Another letter, dated in 1999, was signed by the Niger foreign minister. But the letterhead belonged to the military government that had been replaced earlier in 1999, and the signatory had left the job of foreign minister in 1989.

The apparent genesis of the letters, or at least the U.S. and British willingness to believe in them, was a 1999 tour of African countries, including Niger, by Iraq's ambassador to Italy, noted at the time by a number of Western intelligence agencies. At some later point, a U.N. official recently told reporters, a Niger diplomat turned the letters over to Italian intelligence, which provided summaries of the information to Washington and London.

Two weeks after the Sept. 24 British publication, the Niger story appeared in a classified version of the National Intelligence Estimate, a summary of U.S. intelligence agencies' conclusions about Iraq's weapons of mass destruction, although the report noted that the information had not been verified and the CIA had not confirmed that the uranium sale had gone through.
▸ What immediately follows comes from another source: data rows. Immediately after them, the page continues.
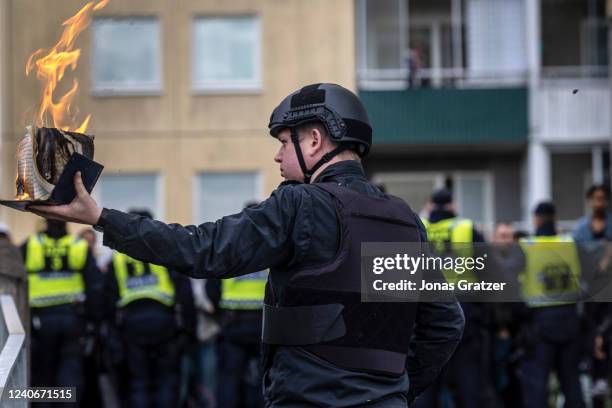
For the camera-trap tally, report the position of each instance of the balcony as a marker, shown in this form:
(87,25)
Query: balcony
(450,117)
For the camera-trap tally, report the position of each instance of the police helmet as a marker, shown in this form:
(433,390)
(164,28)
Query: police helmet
(340,111)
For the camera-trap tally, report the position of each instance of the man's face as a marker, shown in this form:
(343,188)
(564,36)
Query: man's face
(287,157)
(599,201)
The State Department's December fact sheet, issued to point out glaring omissions in a declaration Iraq said accounted for all of its prohibited weapons, said the declaration "ignores efforts to procure uranium from Niger." Asked this week to comment on the fact sheet, a CIA spokesman referred questions on the matter to the State Department, where a spokesman said "everything we wrote in the fact sheet was cleared with the agency."

Staff writer Glenn Kessler contributed to this report.